I'll start with what I liked first. I love Sebastian and Hero together. He has always been the elegant, dangerous, larger than life protagonist who dominates the attention so well in this series and that hasn't changed. I am firmly on Sebastian's side no matter what -- I root for him, I want him to bitch-slap his stupid sister, and I so much want him and his (non)father Herndon to kiss and make up because I think despite it all, they have come to kinda love one another.
Hero, of course, didn't appear in the series until a bit later, but even when she did, I knew she'd be a good foil/match for Sebastian. She's cool, confident and just as dangerous -- albeit in a much chillier way-- as Sebastian is.
So the fact that these two are married, and negotiating the delicate balance between their strong personalities and their new, somewhat awkward union is a great road that this book travels. They like each other, they enjoy having sex with each other, but they are still very independent people.
During the course of the book, they each investigate the murder of Gabrielle Tennyson separately. Sebastian does so because it is now his avocation, but Hero does because Gabrielle was her friend. And Hero suspects her father is somehow involved. The reader watches the parallel investigations unfold and witnesses as both Sebastian and Hero discover key pieces of information that they don't share with each other until much later in the book because they are not used to this 'other person' in their life and they are both still struggling with trust issues.
But the book ends nicely on their personal front because they do come to an understanding that they are beginning to enjoy a regard for each other and they want to make their marriage work.
Another great forward momentum piece of personal revelation is that Sebastian gets yet another piece in the puzzle of his mother's disappearance and the possible identity of his biological father. He meets a person who might hold a clue. It remains to be seen if this person is a friend or foe, but it is a fascinating new character who despite myself I find as intriguing as Sebastian himself.
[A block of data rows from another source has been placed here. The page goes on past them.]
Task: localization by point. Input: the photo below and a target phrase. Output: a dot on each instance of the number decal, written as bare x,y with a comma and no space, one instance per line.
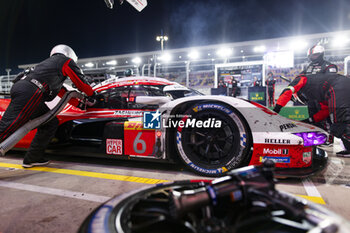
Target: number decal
138,141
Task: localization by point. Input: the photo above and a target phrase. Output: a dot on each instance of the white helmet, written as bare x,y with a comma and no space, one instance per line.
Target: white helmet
65,50
316,52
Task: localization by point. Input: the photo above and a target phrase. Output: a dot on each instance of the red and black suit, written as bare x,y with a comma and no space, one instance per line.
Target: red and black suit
30,92
331,92
270,83
319,66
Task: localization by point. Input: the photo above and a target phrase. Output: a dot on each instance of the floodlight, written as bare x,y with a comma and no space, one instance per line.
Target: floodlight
298,44
166,57
111,63
259,49
224,52
340,40
90,64
136,60
193,54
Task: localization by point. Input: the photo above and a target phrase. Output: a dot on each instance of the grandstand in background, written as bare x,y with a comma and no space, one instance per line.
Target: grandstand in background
199,73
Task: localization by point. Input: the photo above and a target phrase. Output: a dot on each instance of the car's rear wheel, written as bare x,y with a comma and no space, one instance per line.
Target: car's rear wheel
213,150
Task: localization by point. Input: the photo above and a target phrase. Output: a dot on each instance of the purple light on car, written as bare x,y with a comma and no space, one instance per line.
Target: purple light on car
313,138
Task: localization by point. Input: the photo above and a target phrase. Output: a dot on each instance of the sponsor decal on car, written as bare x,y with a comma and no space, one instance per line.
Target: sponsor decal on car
275,151
152,120
114,146
275,159
133,125
307,157
211,106
208,171
277,141
287,126
128,113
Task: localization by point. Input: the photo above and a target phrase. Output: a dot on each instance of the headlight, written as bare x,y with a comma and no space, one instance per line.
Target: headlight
313,138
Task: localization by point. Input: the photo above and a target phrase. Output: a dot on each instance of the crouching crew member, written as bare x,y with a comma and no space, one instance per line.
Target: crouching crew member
331,91
270,83
29,93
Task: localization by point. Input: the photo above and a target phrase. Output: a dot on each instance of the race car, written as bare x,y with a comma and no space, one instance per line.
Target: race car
148,118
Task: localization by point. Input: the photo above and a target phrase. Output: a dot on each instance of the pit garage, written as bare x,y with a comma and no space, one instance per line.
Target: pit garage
112,149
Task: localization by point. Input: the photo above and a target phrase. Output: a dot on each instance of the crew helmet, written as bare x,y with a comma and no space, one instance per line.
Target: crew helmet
315,53
129,72
65,50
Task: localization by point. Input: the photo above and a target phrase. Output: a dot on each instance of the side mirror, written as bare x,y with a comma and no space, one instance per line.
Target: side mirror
152,100
139,5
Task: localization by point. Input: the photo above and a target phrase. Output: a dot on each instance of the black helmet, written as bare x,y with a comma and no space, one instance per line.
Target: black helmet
315,53
129,72
65,50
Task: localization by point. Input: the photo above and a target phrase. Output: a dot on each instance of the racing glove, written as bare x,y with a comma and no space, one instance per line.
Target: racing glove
309,120
277,108
82,105
96,97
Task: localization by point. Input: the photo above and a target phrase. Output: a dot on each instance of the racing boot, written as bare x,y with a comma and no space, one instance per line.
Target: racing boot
344,153
36,151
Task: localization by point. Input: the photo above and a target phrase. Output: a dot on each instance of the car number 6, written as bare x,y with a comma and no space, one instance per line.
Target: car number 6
139,141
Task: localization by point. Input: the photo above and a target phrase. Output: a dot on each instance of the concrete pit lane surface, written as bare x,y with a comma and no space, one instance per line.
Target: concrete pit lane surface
59,196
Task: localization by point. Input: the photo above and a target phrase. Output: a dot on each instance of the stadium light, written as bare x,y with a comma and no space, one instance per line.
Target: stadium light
193,55
224,52
340,41
111,63
298,45
162,39
90,64
166,57
136,60
258,49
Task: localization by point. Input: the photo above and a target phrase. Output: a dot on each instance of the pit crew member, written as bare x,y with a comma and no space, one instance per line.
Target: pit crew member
32,89
270,83
331,91
317,65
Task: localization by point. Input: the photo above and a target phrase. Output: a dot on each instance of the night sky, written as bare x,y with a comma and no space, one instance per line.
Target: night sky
30,28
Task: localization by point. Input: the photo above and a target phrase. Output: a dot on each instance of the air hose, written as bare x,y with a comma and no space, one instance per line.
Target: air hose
14,138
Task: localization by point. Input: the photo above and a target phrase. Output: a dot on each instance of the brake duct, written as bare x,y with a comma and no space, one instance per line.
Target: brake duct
14,138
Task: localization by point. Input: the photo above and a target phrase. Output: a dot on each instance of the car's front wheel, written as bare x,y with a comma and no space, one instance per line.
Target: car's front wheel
221,142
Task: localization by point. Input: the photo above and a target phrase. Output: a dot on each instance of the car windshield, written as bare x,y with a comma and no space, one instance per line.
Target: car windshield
180,93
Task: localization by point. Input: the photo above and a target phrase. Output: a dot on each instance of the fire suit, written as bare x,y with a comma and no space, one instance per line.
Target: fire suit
331,92
319,66
270,83
30,92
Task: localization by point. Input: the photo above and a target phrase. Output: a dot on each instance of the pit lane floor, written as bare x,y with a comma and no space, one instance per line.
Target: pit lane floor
59,196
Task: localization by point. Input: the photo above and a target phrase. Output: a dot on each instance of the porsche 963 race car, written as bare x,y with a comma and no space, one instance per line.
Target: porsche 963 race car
147,118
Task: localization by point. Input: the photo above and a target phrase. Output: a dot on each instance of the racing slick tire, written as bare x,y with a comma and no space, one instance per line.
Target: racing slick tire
143,210
213,151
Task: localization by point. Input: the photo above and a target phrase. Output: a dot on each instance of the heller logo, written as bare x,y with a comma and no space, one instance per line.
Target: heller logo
151,120
276,151
275,159
277,141
114,146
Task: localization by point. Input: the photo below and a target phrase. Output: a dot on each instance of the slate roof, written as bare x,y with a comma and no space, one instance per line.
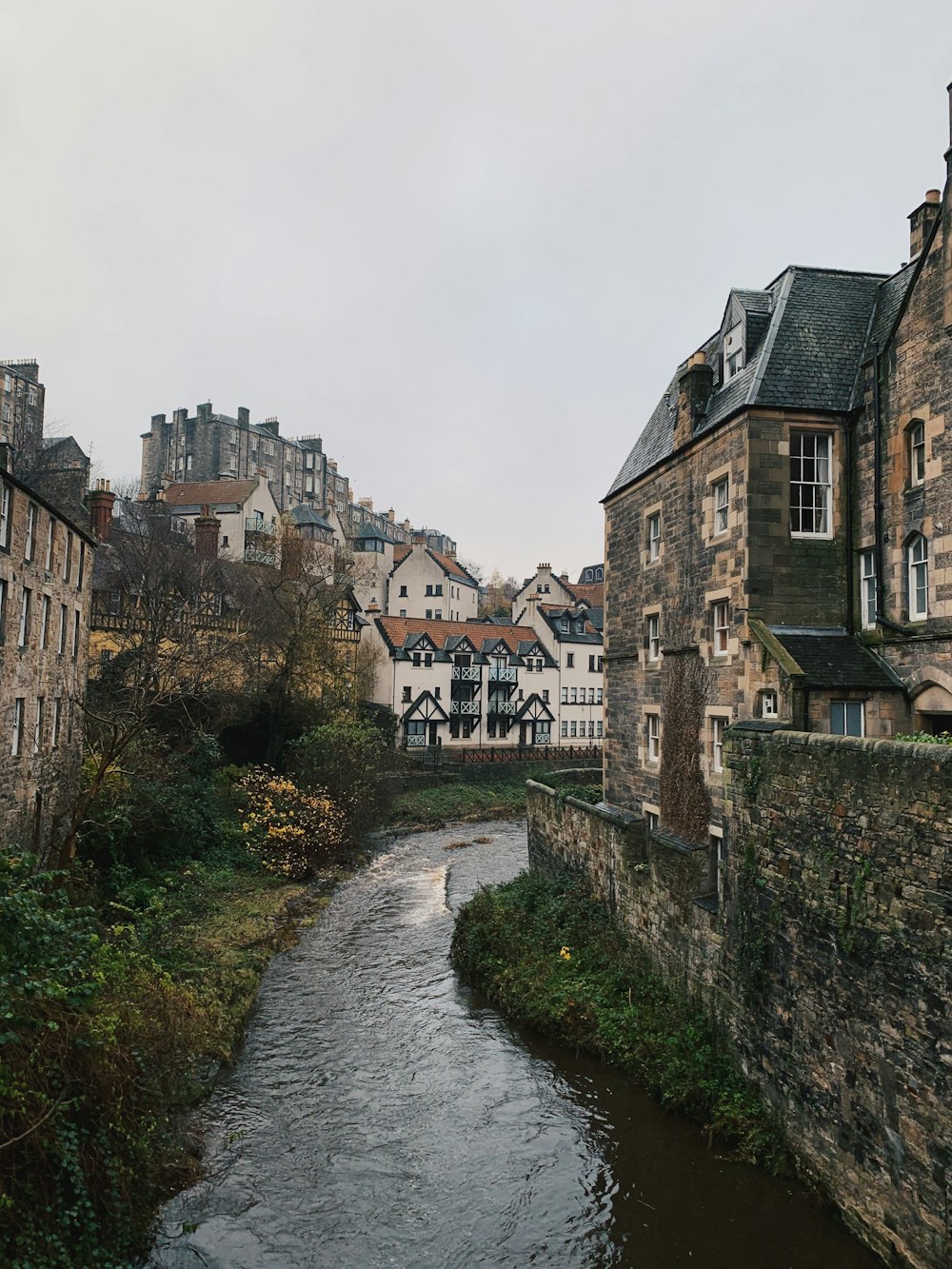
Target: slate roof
212,492
830,658
396,629
807,357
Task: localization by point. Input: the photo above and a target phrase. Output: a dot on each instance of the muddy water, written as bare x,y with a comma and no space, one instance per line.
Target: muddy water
384,1116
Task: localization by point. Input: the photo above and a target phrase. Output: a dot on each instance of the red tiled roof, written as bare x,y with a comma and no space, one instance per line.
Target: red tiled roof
211,491
593,591
396,628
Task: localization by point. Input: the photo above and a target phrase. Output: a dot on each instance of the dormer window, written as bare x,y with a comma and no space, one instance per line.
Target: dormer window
733,353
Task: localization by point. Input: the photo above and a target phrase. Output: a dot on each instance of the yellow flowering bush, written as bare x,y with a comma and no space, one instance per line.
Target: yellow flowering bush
288,829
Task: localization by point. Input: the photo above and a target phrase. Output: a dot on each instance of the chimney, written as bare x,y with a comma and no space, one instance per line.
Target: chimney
922,221
947,226
208,534
695,388
101,502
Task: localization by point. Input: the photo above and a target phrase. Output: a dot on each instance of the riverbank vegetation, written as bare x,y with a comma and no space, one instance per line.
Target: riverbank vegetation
548,957
126,979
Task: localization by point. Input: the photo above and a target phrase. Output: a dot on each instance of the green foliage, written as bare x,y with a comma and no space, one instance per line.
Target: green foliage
548,956
289,830
346,759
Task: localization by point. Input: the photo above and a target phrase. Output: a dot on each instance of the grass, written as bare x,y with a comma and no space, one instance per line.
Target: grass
550,959
433,807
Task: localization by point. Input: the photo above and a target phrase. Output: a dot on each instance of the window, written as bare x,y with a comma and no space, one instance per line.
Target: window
918,571
653,724
6,517
847,719
654,636
917,452
718,726
722,625
30,530
810,484
25,618
654,536
722,496
867,589
18,707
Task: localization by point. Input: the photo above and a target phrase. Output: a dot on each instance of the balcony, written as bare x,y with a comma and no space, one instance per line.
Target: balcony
498,705
503,674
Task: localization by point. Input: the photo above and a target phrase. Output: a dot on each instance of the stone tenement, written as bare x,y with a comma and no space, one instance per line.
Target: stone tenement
826,953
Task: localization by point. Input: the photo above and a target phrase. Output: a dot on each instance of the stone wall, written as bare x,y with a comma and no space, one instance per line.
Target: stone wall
825,951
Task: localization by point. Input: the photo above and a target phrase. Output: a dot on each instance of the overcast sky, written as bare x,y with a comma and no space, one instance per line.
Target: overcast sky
465,243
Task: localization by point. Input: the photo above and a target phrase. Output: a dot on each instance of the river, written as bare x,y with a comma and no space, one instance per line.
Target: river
381,1115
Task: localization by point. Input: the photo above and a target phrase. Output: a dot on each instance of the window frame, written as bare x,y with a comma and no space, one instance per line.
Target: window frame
821,503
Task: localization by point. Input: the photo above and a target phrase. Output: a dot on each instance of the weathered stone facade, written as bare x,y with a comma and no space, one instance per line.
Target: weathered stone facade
826,953
46,566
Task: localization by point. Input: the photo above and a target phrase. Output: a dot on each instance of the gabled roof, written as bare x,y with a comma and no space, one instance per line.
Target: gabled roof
395,631
805,357
451,567
213,492
830,658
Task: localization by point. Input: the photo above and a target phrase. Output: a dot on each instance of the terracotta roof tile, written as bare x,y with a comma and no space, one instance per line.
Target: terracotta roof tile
211,491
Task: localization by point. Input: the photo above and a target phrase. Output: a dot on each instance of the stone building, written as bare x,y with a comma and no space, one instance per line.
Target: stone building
780,538
209,446
46,565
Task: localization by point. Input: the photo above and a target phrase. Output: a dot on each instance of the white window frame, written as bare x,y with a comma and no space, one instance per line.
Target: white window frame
653,738
654,537
720,627
917,453
840,713
719,724
654,636
722,504
810,499
867,589
918,578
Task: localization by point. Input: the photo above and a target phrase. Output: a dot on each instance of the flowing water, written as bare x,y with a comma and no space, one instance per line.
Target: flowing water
381,1115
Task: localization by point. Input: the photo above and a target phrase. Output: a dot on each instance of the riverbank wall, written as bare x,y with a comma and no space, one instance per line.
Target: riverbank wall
817,929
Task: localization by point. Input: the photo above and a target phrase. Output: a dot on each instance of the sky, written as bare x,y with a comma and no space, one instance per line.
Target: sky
465,244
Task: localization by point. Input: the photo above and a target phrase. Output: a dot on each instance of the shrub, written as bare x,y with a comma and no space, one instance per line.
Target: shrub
291,831
346,759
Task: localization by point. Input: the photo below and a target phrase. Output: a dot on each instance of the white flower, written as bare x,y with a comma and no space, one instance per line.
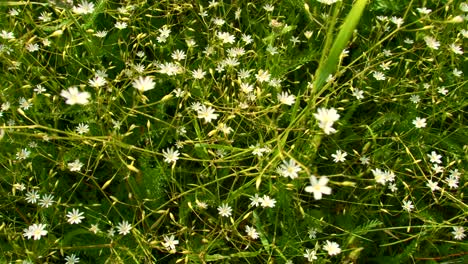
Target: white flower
72,259
458,232
75,216
171,155
82,128
120,25
255,200
178,55
328,2
339,156
75,165
124,227
432,185
286,98
97,81
332,248
310,255
419,122
262,76
198,74
267,201
251,232
46,200
432,42
434,157
289,169
84,8
73,96
23,154
326,118
206,113
143,84
32,196
225,37
170,242
379,76
408,205
225,210
36,231
456,49
318,187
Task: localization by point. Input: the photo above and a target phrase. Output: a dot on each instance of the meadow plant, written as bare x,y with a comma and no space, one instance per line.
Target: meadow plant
173,131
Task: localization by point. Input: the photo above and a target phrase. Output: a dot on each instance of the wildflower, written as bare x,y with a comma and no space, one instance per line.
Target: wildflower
456,49
171,155
326,118
267,201
415,99
310,255
32,196
286,98
84,8
97,81
442,90
328,2
46,200
225,37
432,42
170,242
124,227
424,10
312,232
408,206
143,84
419,122
225,210
339,156
457,72
32,47
458,232
39,89
23,154
434,157
24,104
94,228
75,216
318,187
73,96
251,232
198,74
289,169
19,186
432,185
364,160
359,94
82,128
75,165
120,25
255,200
379,76
262,76
72,259
178,55
36,231
332,248
207,113
101,33
397,21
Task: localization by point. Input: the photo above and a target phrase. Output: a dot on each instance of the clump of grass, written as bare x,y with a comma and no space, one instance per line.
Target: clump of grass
232,132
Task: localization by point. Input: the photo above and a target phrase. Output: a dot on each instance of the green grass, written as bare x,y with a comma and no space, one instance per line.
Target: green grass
211,132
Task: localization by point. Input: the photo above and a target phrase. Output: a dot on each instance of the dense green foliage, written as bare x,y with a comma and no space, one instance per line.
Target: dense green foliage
175,131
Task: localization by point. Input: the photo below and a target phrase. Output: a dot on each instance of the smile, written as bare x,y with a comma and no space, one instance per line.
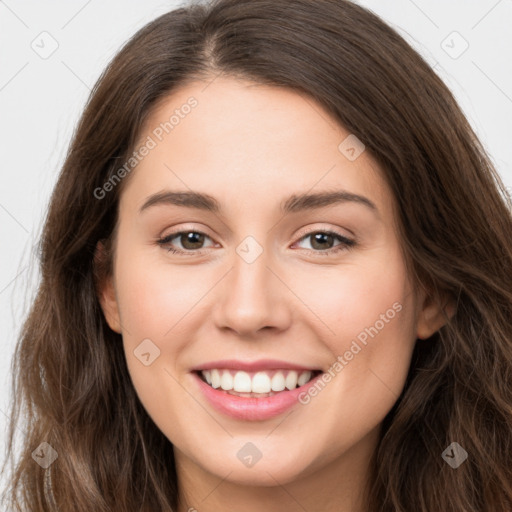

If there is one main character whose personal arc I am still unsatisfied with it would be Jarvis, Hero's super powerful Machiavellian father. Right now, I find his omnipotence makes for a flat character. We've seen at least a small glimpse of every other character's vulnerability. I want to see his. It could be Hero, I suppose. But the way his character is written I can't be to sure of that. It seems to me that he is prepared for Hero to be collateral damage if the time comes that he really has to destroy Sebastian.
On the plot side of things, I didn't find the mystery as satisfying. The victim is a friend of Hero's who is an ardent antiquarian blue-stocking and is killed on what is purported to be the modern day site of the mythical Camelot. I think much of my frustration with the mystery is that 90% of it is all Macguffin. Sebastian and Hero do an awful lot of investigation and meet a lot of potential murderers and yet the final solution of the mystery has pretty much nothing to do with what all the stuff they actually investigated. I wish the mystery was more clever than it was.
But as I said, the characters, more than the mystery plot, were the strength in this outing.
I think readers of this series will really enjoy this one.